Alfaro created an updated version of La Dama titled La Feminist, a lotería-themed illustration depicting a smartly dressed woman holding a protest sign, and posted it to social media. The idea struck a chord, he said, and ideas for more reworked cards materialized.
“I realized I could connect this traditional lotería to a more modern interpretation that reflected what me and my friends and people in my generation were going through,” Alfaro said during a Thursday morning walkthrough of the exhibition.
He thought of El Student Debt to parody El Mundo, an Atlas figure shouldering the world, because so much of his generation is weighed down repaying student loans. His version of La Escalera, which depicts a ladder, is El Border Wall which positions the ladder against a wall to depict the experience of immigrants like himself.
“A lot of things from the game were created from me just having this feeling of not being represented in the media, not being seen, our stories not being told,” Alfaro said.

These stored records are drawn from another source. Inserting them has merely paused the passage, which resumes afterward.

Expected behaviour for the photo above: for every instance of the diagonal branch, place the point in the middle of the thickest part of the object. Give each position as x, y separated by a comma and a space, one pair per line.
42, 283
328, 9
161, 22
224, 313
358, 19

The exhibition collects prints of 270 card designs, displayed in groups according to each themed set. A display case at the entrance holds examples of each set released so far, including a tarot deck and a silvery “La Shiny AF Edition” of the original set.

Updated nostalgia
Being “seen” is important to his generation, which grew up with social media as an ever-present phenomenon, allowing connection more or less directly without the filter of traditional media.
Alfaro defines being seen as “about finding a community of people who relate to you.” The original lotería cards reflect his grandparents’ generation, he said, and young Latinos “want to see their generation in something cool and something modern and fresh,” which accounts for the popularity of Millennial Lotería.
Nostalgia is big among millennials, he said, looking back to what made prior decades cool while also acknowledging that times have changed.

The first edition has been joined by multiple editions, one specifically geared toward the turn of the century Y2K, and another toward Gen Z. The ever-popular McDonald’s fast food chain caught on and commissioned a set, followed by collaborations with Disney and Warner Bros. Pictures.
As Alfaro and Guillen age, they update with new sets, the latest being an El Mid-Life Crisis expansion pack with new cards reflecting his new life situation, including having a baby and changing diapers.
With hundreds of thousands of followers on social media, Alfaro said he feels the sense of connection he yearned for as an immigrant at age 18 has been achieved.
“When I came to United States, I felt very alone. I’m a foreigner in this country,” he said. “I remember walking into Target and feeling like this is another world … very different than the mercado I used to go to when I was younger.”
And now, he said, “my game is [sold] at Target,” and young Latinos like him will see themselves reflected on the store’s shelves.
Millennial Lotería: The LatinXperience is on view at Centro de Artes through June 30, in tandem with an exhibition by Oaxacan artist Efedefroy. Admission is free.